Hello I am a postgrad student and I have an assignment where I am asked to do hot encoding on categorical columns in a dataframe. The process must be completed manually without applying the function one_hot. My question is that I would like to understand what steps does the function apply so I can apply it manually to my dataframe.
one_hot()
is not a base R function so I think you should specify which package are you referring to, ideally, you should present your issue as a REPRoducible EXample (reprex).
Please take a look at our homework policy to learn how to properly ask homework-inspired questions here.
I honestly don't know. That is why I am asking.
You can see the code of a function by typing its name, without parentheses, in the console.

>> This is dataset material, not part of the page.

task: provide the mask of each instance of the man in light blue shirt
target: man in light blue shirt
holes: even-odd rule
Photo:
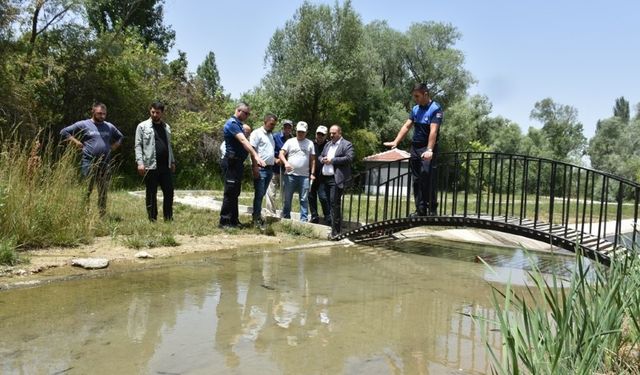
[[[273,128],[278,122],[278,117],[274,114],[264,116],[264,125],[254,130],[249,137],[249,143],[256,150],[265,166],[257,164],[253,166],[253,224],[263,225],[262,200],[267,193],[269,183],[273,177],[273,166],[275,164],[275,140],[273,139]]]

What @FJCC is suggesting here @myusername is, that if you at the console type:
> one_hot
I.e. without the parantheses, then you can see how the function works. The likely reason that people are reluctant with giving you the answer is, that you will learn nothing simply from getting the code. The whole process of thinking the solution through and implementing and checking that it works - That's where you learn something
Give it a shout - If you get stuck, then return here with what you did and where you're stuck, then I'm certain that people will gladly chip in
I am trying to apply the function one_hot
manually in R for an assignment.
sample of my dataset
a <- c('red','red','green')
b <- c('large', 'medium', 'small')
c <- c('wide','narrow','narrow')
df <- data.frame(a, b, c)
using the one_hot
function from the package scorecard
returns this output
one_hot(df)
output
a_green a_red b_large b_medium b_small c_narrow c_wide
1: 0 1 1 0 0 0 1
2: 0 1 0 1 0 1 0
3: 1 0 0 0 1 1 0
I would like to create the same output without using the function. So far I did those steps:
- converted the categorical columns to factors
for (i in colnames(df)) {
df[i] <- do.call(cbind.data.frame, lapply(df[i], as.factor))}
- found the length of the levels (k). I wrote this function
to.encode<-c('a','b','c')
one.hot <- function(df, to.encode) {
len=c()
k=sapply(df[to.encode], levels)
for (i in k) {
if (!is.null(i)){
len<-length(i)-1
print(len)
}
}
}
output is the length of the levels minus 1 (k-1)
> one.hot(df)
[1] 1
[1] 2
[1] 1
Now I want to create (k-1) new columns for each categorical column. I want to set the value to 1 if the original variable's value corresponded to the column, and 0 otherwise.
Any advice on how to take this to the next step? Thank you
Please refrain from re-posting your question it will clutter the discussion board. I recommend continuing in the original thread.
Hi @myusername,
Here is a bit of generic code for one-hot encoding to get you started:
set.seed(859315)
n = 10
categories = sample(x = seq(from = 1, to = 3), size = n, replace = TRUE)
one_hot = t(sapply(X = categories, FUN = function(x_i){
v = c(0, 0, 0)
v[x_i] = 1
return(v)
}))
Yielding:
> categories
[1] 1 3 1 2 1 2 1 1 1 1
> one_hot
[,1] [,2] [,3]
[1,] 1 0 0
[2,] 0 0 1
[3,] 1 0 0
[4,] 0 1 0
[5,] 1 0 0
[6,] 0 1 0
[7,] 1 0 0
[8,] 1 0 0
[9,] 1 0 0
[10,] 1 0 0
See if you can formalise it and apply it to your data
This topic was automatically closed 21 days after the last reply. New replies are no longer allowed.